I wonder why the anti-expansion people haven’t suggested this as a way to alieve delays without buldozing Des Plains and Elk Grove Village.
Lynne:
I’ve often complained about airlines being able to schedule 20 landings in a time period that can only handle 10.
Another facet of the landing-slot issue: airlines can use them as a barrier to entry. IIRC, there was a fairly big to-do between British Airways and Virgin over slots at Heathrow. Some people advocated an auction market for landing slots, but this didn’t fly (sorry the pun) in regulation-loving Britain.
I read a book by James Fallows called Fre Flight a couple of years ago and he pointed out that 90% of the traffic in the country goes to 50 airports. There are like another 400 or so that are equipped for large jets. Pricing for time slots could make for a more efficient utilization in that sense as well.
Great book, BTW. I can’t wait until we can fly point-to-point in Eclipse 500 jets and land at small airports. I made so many trips out of Midway — must have been 50 — it would have been a blessing to just drive to Elgin to grab a plane. Particularly for a trip to Omaha where it took longer to drive to Midway than to fly to Omaha.
There might be a snafu in assigning gates to flights. If takeoff times were allowed to “float” dependent on demand, I could envision a situation where two or more planes would stack waiting for their previously assigned gate.

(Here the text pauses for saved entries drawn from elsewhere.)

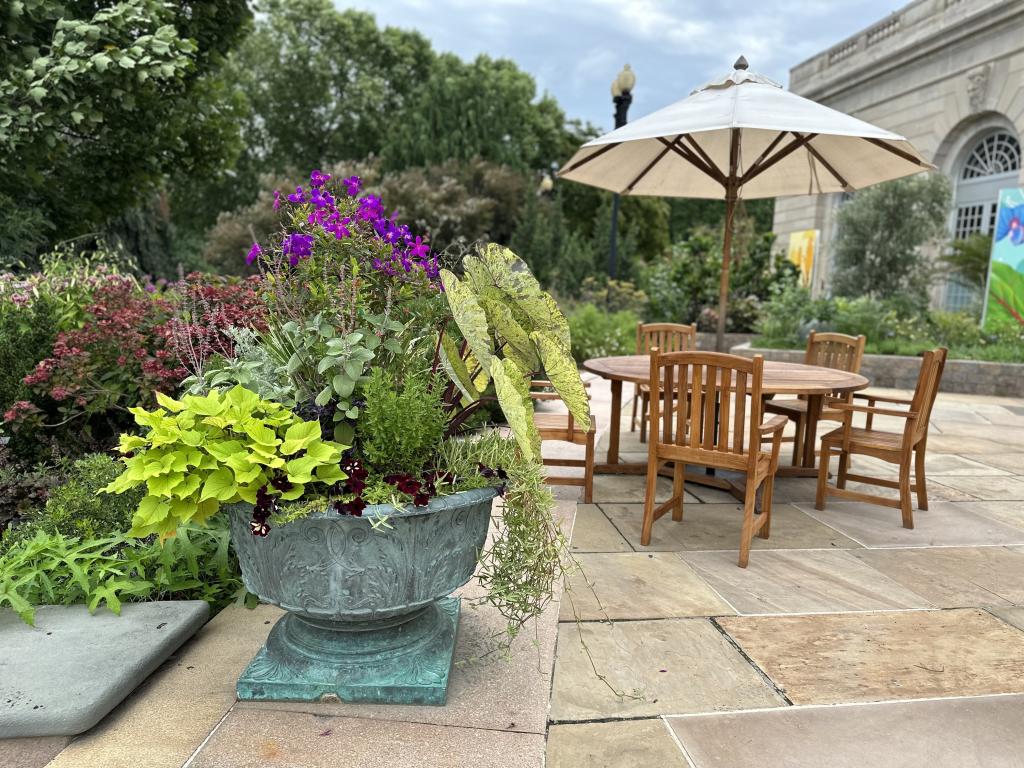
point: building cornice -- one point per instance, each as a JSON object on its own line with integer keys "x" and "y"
{"x": 846, "y": 76}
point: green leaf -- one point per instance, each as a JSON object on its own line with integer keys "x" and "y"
{"x": 299, "y": 436}
{"x": 170, "y": 403}
{"x": 220, "y": 485}
{"x": 300, "y": 470}
{"x": 512, "y": 388}
{"x": 564, "y": 376}
{"x": 517, "y": 339}
{"x": 469, "y": 315}
{"x": 455, "y": 366}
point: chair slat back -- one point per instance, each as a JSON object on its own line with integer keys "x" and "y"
{"x": 835, "y": 350}
{"x": 932, "y": 366}
{"x": 716, "y": 425}
{"x": 669, "y": 337}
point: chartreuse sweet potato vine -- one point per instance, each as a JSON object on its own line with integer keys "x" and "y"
{"x": 202, "y": 452}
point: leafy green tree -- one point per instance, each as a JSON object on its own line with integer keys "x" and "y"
{"x": 968, "y": 259}
{"x": 99, "y": 100}
{"x": 323, "y": 85}
{"x": 877, "y": 250}
{"x": 486, "y": 109}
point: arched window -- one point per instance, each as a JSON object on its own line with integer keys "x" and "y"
{"x": 992, "y": 163}
{"x": 995, "y": 154}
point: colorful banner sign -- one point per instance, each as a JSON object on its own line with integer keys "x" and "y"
{"x": 1005, "y": 298}
{"x": 801, "y": 253}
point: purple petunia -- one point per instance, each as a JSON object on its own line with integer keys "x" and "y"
{"x": 352, "y": 185}
{"x": 254, "y": 253}
{"x": 317, "y": 179}
{"x": 297, "y": 247}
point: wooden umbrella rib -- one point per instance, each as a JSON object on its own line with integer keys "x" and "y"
{"x": 704, "y": 156}
{"x": 827, "y": 166}
{"x": 774, "y": 142}
{"x": 781, "y": 154}
{"x": 650, "y": 165}
{"x": 898, "y": 153}
{"x": 693, "y": 160}
{"x": 589, "y": 158}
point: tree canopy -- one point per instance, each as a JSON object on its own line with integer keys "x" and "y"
{"x": 881, "y": 232}
{"x": 100, "y": 101}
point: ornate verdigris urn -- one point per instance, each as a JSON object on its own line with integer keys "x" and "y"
{"x": 370, "y": 617}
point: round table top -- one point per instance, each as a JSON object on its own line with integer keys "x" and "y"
{"x": 779, "y": 378}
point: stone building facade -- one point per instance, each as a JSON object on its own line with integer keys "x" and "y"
{"x": 949, "y": 76}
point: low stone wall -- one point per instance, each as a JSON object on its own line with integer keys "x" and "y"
{"x": 898, "y": 372}
{"x": 706, "y": 341}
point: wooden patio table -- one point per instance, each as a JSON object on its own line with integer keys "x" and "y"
{"x": 779, "y": 378}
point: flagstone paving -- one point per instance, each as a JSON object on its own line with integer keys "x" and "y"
{"x": 955, "y": 577}
{"x": 638, "y": 585}
{"x": 843, "y": 657}
{"x": 628, "y": 743}
{"x": 802, "y": 582}
{"x": 717, "y": 526}
{"x": 942, "y": 524}
{"x": 651, "y": 668}
{"x": 963, "y": 732}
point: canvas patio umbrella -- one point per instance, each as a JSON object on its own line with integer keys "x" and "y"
{"x": 742, "y": 136}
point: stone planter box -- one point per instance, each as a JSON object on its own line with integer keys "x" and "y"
{"x": 899, "y": 372}
{"x": 369, "y": 613}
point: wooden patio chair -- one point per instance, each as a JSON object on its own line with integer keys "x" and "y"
{"x": 563, "y": 427}
{"x": 669, "y": 337}
{"x": 828, "y": 350}
{"x": 711, "y": 428}
{"x": 895, "y": 448}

The lottery would have to be far enough “out” so that schedules and gate assignments were not in constant flux….business travelers are used to coping with such problems….casual vacation travelers with family are not.
Except for the possibility of confusing the gate allocation process, I think it is workable. There are probably a computerized workarounds for
the gate hangup also.
Mercer, you could auction the gates, too. That way, an airline could buy the gate and time slot together (woe betide the airline that buys too few gates!), and private pilots would just buy the time slot (they don’t use the gates in any case).